郁仲骁有所察觉,他朝门口这边望过来,然后叶和欢看到他扔掉烟蒂头,踩熄后朝这边走来,他真像短信里表现得那样无所顾忌,叶和欢咬咬牙,在被别人瞧见之前,硬着头皮迎上去。
“你疯了!”待靠近,叶和欢神色紧张地道,“你到这里来做什么?如果被认识的人看到——”

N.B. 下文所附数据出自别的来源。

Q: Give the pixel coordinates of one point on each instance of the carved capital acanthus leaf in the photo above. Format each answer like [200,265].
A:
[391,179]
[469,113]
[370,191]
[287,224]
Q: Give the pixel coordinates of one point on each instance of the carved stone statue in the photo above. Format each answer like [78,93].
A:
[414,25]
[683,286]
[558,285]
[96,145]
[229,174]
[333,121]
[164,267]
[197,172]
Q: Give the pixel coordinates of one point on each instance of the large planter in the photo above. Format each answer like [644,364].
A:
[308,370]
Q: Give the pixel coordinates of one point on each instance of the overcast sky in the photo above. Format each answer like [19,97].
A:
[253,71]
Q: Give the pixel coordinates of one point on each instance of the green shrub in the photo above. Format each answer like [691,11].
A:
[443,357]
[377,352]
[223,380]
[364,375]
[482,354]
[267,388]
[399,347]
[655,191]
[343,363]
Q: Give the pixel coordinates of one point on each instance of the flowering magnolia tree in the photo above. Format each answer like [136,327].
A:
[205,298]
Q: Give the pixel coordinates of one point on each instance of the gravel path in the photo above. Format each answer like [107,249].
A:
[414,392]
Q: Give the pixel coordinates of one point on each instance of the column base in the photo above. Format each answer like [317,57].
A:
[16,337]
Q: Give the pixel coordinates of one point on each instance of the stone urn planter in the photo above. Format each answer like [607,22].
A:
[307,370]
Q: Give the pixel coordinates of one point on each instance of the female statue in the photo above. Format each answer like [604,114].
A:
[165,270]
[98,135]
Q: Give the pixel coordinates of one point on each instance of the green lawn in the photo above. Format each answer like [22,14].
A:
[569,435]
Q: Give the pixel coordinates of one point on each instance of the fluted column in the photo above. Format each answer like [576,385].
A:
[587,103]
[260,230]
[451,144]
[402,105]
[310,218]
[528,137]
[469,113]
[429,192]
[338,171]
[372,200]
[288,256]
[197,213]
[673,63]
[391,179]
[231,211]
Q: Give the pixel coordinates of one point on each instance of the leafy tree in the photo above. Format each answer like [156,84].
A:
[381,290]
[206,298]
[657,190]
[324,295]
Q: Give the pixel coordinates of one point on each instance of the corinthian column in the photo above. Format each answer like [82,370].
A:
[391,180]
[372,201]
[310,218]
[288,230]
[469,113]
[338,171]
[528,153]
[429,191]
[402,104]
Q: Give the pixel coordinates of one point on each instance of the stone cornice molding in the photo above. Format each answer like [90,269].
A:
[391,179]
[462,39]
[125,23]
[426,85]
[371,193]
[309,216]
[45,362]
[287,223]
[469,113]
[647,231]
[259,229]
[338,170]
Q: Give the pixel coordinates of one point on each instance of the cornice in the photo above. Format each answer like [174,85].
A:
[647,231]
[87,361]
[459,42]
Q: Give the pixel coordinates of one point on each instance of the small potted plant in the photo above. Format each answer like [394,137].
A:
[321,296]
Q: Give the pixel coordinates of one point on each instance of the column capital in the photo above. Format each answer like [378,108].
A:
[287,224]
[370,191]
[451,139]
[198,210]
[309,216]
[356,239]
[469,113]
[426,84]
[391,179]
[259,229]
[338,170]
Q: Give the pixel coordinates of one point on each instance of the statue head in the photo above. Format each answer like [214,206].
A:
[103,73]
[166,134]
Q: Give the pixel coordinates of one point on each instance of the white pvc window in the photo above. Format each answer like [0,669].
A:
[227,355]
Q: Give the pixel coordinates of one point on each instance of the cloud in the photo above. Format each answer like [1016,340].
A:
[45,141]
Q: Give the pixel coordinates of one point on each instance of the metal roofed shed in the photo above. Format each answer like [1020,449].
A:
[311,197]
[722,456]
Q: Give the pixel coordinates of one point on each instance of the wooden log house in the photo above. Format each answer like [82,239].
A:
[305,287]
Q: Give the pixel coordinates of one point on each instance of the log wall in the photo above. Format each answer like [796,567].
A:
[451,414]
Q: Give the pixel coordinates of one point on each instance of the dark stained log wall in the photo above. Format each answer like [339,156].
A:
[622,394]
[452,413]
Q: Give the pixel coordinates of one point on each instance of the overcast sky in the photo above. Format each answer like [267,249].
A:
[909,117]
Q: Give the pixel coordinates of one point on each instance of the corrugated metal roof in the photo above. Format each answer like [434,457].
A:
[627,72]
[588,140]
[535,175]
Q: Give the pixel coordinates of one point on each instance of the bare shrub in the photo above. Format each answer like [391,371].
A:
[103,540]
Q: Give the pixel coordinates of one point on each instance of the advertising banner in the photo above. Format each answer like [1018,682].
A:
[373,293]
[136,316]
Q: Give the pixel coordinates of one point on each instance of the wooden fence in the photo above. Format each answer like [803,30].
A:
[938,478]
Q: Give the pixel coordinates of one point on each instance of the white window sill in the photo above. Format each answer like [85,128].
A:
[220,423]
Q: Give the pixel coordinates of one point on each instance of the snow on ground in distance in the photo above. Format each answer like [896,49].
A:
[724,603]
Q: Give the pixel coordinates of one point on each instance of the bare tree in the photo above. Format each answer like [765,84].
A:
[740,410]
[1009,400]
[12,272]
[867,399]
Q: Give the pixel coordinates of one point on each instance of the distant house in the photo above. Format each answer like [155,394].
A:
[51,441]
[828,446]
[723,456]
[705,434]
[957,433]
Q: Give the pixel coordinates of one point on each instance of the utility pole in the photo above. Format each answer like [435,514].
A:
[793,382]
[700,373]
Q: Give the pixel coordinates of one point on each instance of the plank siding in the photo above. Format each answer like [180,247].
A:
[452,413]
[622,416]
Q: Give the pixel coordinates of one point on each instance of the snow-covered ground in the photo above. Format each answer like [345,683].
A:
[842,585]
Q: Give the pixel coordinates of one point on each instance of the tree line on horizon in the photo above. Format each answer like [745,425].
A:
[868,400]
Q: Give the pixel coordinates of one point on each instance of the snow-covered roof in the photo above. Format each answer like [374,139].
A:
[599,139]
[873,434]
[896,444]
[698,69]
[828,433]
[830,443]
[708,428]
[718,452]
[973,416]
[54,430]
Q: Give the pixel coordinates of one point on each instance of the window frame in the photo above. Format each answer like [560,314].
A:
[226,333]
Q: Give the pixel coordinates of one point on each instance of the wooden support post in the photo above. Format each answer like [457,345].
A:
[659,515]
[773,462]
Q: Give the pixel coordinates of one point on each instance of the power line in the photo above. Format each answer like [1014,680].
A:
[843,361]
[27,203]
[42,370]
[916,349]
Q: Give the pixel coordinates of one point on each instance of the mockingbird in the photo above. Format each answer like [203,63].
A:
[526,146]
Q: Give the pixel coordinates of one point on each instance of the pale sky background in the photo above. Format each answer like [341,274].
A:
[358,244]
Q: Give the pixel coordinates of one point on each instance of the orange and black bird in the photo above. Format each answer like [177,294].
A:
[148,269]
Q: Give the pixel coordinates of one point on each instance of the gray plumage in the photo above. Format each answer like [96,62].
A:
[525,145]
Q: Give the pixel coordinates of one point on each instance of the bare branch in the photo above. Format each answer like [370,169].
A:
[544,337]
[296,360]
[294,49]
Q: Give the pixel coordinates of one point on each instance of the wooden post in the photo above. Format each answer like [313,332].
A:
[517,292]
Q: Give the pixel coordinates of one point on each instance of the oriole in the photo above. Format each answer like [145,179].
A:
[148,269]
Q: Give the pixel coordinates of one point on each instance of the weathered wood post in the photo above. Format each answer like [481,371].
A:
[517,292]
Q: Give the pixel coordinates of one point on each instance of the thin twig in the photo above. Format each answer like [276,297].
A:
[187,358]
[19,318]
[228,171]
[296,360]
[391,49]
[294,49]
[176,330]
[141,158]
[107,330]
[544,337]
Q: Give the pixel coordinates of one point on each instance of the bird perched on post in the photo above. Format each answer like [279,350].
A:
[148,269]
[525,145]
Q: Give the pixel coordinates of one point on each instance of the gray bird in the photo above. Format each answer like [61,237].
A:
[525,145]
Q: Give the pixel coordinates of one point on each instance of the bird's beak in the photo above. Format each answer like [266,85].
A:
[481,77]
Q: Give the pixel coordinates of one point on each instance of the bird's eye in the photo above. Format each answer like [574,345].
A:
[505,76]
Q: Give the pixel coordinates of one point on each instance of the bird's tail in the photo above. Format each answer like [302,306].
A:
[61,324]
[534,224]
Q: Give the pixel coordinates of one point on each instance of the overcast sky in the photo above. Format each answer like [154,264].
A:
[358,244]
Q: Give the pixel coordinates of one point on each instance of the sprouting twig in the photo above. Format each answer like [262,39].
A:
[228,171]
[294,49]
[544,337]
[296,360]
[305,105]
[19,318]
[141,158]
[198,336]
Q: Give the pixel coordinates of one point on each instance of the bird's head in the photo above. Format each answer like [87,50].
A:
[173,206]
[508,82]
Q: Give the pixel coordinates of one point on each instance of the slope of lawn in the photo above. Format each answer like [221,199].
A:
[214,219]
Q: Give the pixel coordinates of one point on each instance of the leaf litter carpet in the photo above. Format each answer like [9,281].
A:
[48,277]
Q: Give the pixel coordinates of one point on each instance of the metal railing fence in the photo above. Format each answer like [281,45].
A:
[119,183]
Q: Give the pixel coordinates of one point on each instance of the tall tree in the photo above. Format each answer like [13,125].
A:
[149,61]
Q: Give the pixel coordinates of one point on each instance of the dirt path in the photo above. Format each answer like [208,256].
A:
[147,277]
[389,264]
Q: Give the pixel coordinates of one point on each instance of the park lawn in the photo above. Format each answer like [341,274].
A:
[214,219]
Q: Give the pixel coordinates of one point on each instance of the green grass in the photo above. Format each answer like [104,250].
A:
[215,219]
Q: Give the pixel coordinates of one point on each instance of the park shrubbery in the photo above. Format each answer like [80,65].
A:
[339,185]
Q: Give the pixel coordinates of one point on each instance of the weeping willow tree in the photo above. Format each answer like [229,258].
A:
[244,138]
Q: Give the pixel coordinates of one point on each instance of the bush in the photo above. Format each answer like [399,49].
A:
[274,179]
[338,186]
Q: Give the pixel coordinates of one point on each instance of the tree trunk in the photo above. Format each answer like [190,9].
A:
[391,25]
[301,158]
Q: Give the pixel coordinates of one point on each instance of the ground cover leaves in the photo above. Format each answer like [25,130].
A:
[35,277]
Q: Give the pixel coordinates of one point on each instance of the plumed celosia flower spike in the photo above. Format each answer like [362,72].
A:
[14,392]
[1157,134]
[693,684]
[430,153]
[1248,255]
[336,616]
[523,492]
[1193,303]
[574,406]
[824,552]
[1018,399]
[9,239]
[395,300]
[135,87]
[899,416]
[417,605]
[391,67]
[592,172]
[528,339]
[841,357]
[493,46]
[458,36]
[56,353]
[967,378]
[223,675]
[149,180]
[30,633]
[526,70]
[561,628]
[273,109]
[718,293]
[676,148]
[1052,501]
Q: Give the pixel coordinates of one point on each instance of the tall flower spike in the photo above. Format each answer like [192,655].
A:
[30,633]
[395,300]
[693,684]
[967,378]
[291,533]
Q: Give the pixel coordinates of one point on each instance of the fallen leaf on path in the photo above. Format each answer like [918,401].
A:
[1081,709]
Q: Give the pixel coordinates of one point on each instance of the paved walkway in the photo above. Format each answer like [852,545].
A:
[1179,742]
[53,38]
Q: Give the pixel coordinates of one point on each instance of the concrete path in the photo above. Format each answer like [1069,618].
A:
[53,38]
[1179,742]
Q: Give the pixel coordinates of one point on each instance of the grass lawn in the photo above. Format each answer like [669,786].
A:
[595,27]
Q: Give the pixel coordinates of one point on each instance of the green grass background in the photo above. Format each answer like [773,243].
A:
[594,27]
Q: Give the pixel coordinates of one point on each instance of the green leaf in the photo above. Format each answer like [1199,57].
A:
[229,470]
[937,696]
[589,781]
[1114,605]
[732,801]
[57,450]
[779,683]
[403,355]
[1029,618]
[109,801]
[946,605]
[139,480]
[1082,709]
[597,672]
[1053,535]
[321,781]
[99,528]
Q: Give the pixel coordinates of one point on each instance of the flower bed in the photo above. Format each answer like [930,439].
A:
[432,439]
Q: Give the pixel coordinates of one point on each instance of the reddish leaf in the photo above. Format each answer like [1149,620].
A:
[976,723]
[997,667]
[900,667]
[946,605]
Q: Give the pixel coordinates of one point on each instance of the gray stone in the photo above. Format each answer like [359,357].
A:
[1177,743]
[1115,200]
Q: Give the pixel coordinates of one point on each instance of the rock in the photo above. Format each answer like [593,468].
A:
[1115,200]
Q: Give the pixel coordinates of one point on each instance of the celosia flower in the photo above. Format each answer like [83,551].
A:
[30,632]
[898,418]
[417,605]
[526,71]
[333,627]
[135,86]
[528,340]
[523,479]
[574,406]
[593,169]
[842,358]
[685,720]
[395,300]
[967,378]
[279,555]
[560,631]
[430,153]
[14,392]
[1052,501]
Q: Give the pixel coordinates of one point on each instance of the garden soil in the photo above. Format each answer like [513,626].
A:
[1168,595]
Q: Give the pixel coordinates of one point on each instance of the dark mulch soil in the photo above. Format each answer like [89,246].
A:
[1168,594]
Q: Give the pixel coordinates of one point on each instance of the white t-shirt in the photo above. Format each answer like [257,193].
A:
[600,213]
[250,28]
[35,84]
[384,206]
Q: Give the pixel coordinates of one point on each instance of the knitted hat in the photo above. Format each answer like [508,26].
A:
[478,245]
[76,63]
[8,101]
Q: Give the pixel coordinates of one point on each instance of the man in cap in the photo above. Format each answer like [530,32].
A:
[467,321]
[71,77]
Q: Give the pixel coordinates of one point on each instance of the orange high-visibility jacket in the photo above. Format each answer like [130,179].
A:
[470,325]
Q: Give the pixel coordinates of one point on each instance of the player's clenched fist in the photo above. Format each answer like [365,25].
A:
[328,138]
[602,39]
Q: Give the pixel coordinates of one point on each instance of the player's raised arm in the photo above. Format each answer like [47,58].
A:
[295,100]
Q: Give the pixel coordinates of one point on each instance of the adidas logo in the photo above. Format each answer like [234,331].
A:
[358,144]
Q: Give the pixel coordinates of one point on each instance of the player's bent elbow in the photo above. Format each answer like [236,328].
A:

她边说边伸手推郁仲骁坚实的胸膛:“你快走,话我都已经说明白,没什么好谈的了。”
郁仲骁拽住她的手,压低声音,“你问我,是不是能不在乎家人的想法,我现在就告诉你答案。欢”
“……”叶和欢忘记去挣脱自己的手。
郁仲骁说:“我尊重自己的家人,也不否认他们在我的生命里占据着很重要的位置,在做任何的决定前,我都会下意识去考虑他们的意见。我大哥过世后,小三不喜欢从军从政,我父亲把所有的希望都寄托在我的身上,不出意外的话,再过几年,我就能晋升为少将。”
叶和欢没作声。
郁仲骁看她乖巧的样子,他脸上流露出温柔,眼眸深邃地注视着她的小脸:“我说这些,是想为了告诉你,一直以来我都很清楚自己肩上的责任,我做任何事都经过深思熟虑,而不是朝令夕改的一时冲动。”
叶和欢眼眶有些难受,嘴里却道:“这些话,你没必要跟我说。”
郁仲骁低声问,嗓音很有磁性:“还跟我耍小性子?”
叶和欢作势把头别向一侧。
“你处处为我着想,那你有没有想过,这些是不是我要的?”
“谁为你着想……”她用一种‘你少自作多情’的语气,企图在言语上占优势:“是,这几年我是惦记着你,但那也是惦记你的床上功夫。”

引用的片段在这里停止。